I would say a large roll of $bills - sorry you did say STRIP CLUB !!!! must V on the wrong site !!!!!!!!!!!


----------



## harrigab

R said:


> I would say a large roll of $bills - sorry you did say STRIP CLUB !!!! must V on the wrong site !!!!!!!!!!!


we need some Kentucky type bars here in north of england then Ron.....


----------



## harrigab

...although walking in with a 32tpi hacksaw blade would take some explaining to the doormen..


----------



## harrigab

TexasRed said:


> Where's the before and after pictures?


----------



## MCD

There is a tool called a shedding blade that we use on the horses in the spring to get rid of winter hair.
We have a much smaller one for our cats who seem to be hairballs. We got it at Petsmart.


----------



## Spy Car

Note to Self: Stick with smooth-coated Vizslas 

Bill


----------



## harrigab

did a little vid today, I think you'll agree Ruby doesn't look at all stressed by it 

https://www.youtube.com/watch?v=Bomfkp_9N2A&feature=youtu.be


----------



## Hbomb

She looks like she's enjoying it! 

We don't have to worry about stripping Herc as he only grew a pathetic amount of wire hairs- mainly a few on his back and a patch of white bum fluff on his chest! (sorry not the best pic)


----------



## einspänner

Spy said:


> Note to Self: Stick with smooth-coated Vizslas
> 
> Bill


But this is my life every day!


----------



## dextersmom

LOL that is totally my horse right now, einspanner. There's so much hair on the ground after using a shedding blade on him that it looks like he is a toy that lost his stuffing! I will never complain about (short hair) dogs in comparison to him!


----------



## einspänner

dextersmom said:


> LOL that is totally my horse right now, einspanner. There's so much hair on the ground after using a shedding blade on him that it looks like he is a toy that lost his stuffing! I will never complain about (short hair) dogs in comparison to him!


haha, I can sympathize. I got to help groom a horse for the first time about a month ago. SO MUCH HAIR! 
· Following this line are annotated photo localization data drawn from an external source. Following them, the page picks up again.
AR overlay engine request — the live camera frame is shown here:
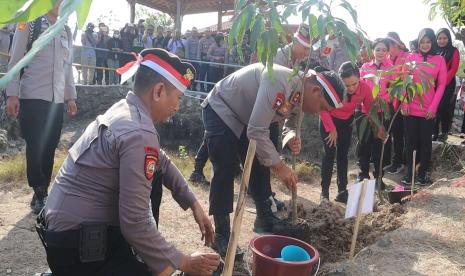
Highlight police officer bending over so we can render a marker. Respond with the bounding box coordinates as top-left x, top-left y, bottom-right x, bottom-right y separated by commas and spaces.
37, 48, 220, 276
202, 63, 345, 256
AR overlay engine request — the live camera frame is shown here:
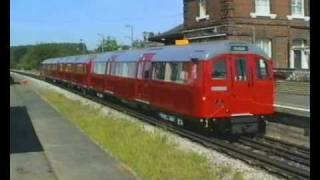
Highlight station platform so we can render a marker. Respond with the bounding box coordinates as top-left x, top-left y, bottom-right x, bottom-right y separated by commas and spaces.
10, 77, 136, 180
275, 92, 310, 118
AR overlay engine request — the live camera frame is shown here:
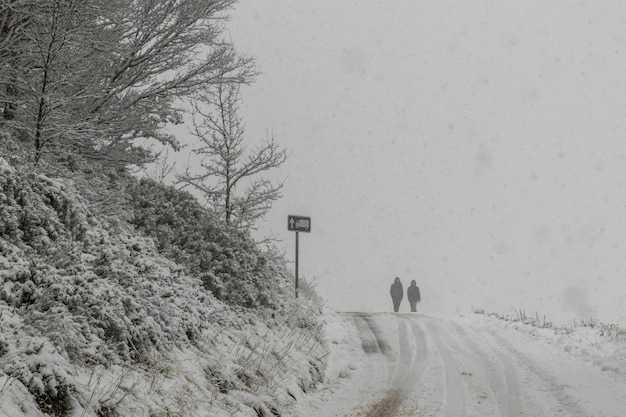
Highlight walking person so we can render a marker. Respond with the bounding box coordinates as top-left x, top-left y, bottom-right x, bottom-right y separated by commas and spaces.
407, 280, 421, 312
390, 277, 403, 312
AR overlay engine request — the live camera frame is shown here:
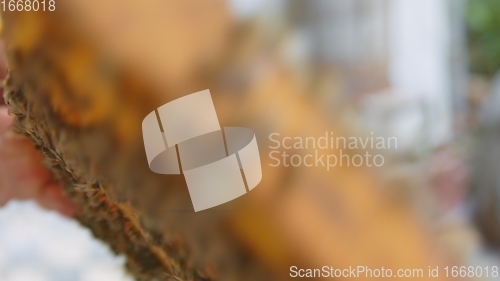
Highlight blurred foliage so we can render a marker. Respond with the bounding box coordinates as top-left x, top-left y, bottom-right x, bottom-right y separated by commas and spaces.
466, 0, 500, 77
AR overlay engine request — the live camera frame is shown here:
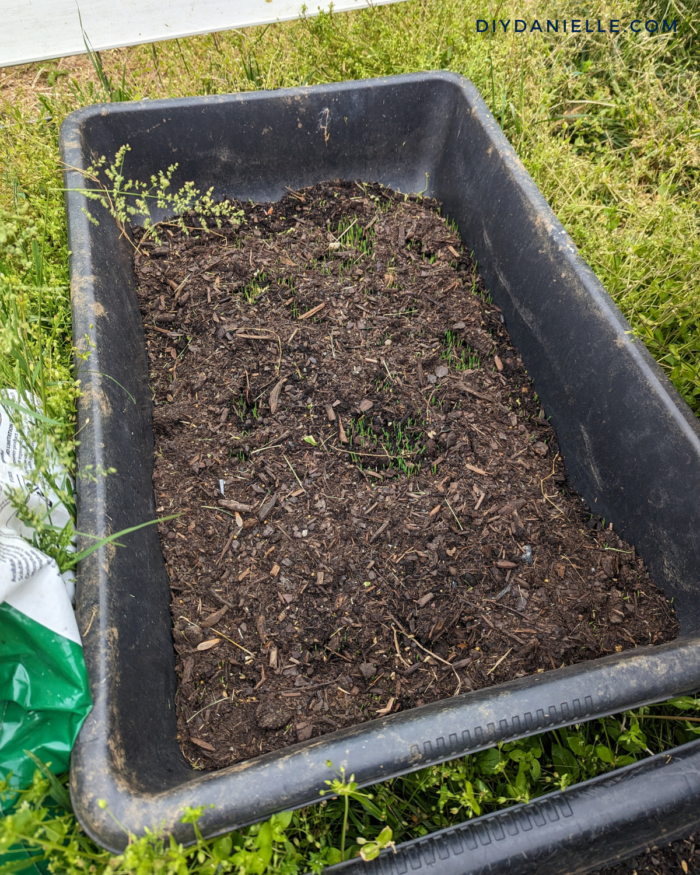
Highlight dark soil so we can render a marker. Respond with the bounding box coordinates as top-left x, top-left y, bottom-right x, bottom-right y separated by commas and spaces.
591, 831, 700, 875
133, 180, 678, 770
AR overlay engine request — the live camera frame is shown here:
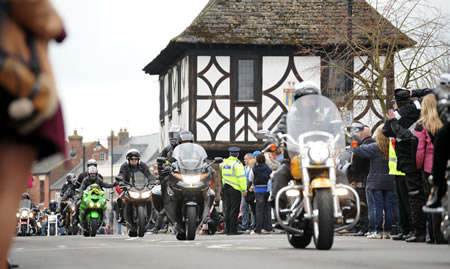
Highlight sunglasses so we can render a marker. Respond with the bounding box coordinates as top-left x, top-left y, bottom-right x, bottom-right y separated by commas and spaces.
130, 157, 139, 161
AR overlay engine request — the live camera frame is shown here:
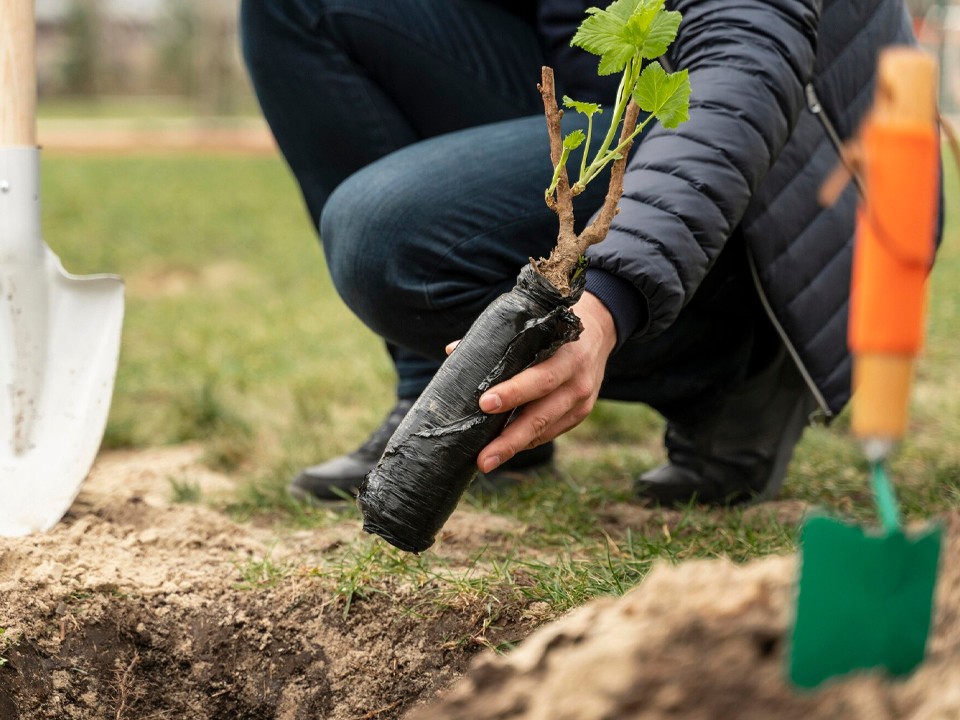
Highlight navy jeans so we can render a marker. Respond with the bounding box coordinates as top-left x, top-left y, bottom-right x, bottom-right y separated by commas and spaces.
241, 0, 765, 423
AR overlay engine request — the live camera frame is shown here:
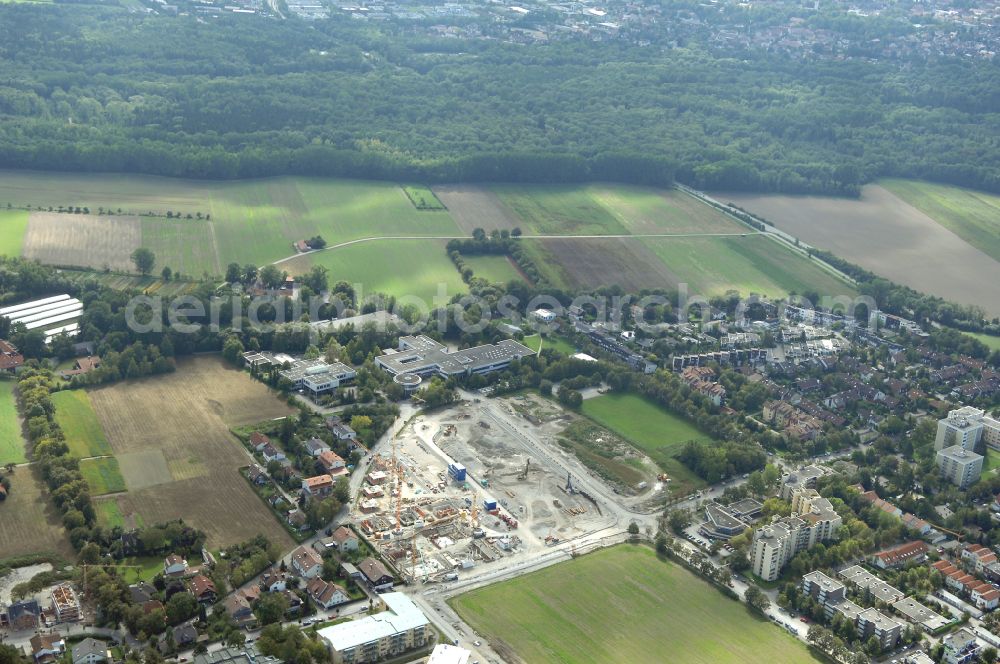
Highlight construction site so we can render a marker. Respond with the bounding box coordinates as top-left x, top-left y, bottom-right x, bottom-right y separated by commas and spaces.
350, 395, 615, 583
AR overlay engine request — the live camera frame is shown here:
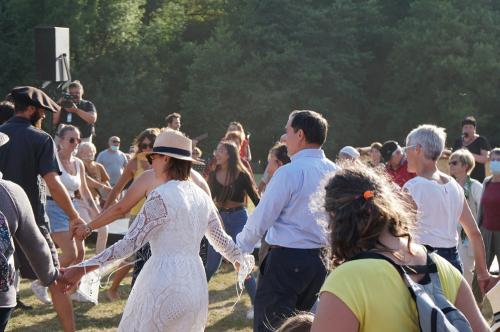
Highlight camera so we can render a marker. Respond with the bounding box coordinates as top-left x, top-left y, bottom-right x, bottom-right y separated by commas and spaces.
60, 93, 75, 109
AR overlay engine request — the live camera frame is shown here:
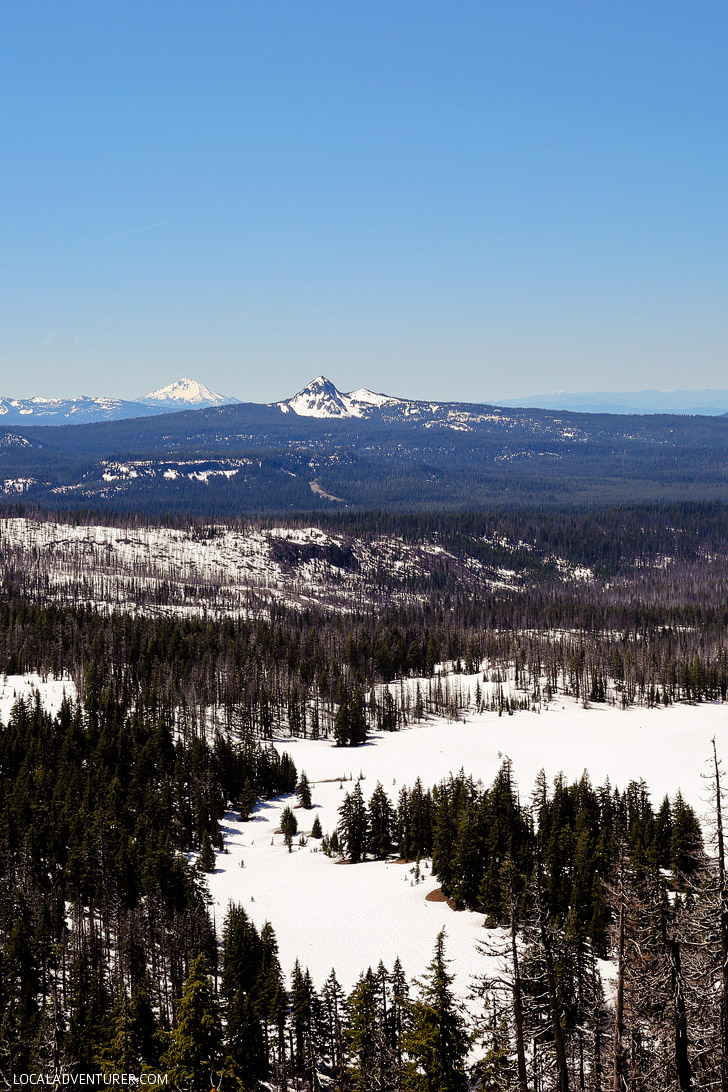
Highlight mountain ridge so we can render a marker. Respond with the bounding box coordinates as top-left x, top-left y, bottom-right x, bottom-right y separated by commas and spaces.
5, 373, 728, 425
0, 377, 237, 425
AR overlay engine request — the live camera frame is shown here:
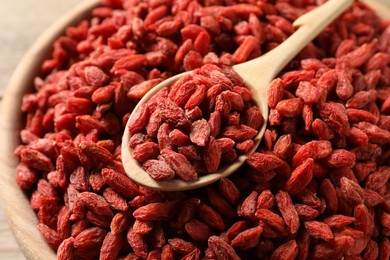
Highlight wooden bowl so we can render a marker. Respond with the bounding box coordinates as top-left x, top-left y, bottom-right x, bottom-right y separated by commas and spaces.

I've heard smooth Vs don't shed that much, but I've found other dogs with short coats shed pretty much every time you pet them. You might have to strip the wires' coats every once in a while, but then they don't shed all the time. Tradeoffs, I guess.


----------



## dextersmom

einspänner said:


> I've heard smooth Vs don't shed that much, but I've found other dogs with short coats shed pretty much every time you pet them.


It is interesting how different Dex is from Birch. He hardly sheds, but if you brush him, you get tons of loose hair. Birch sheds everywhere, but doesn't hold onto the loose hair so brushing never seems to help! If you looked at our floor/car you would think we only owned a Weimaraner since there's only grey hair, very little red.


----------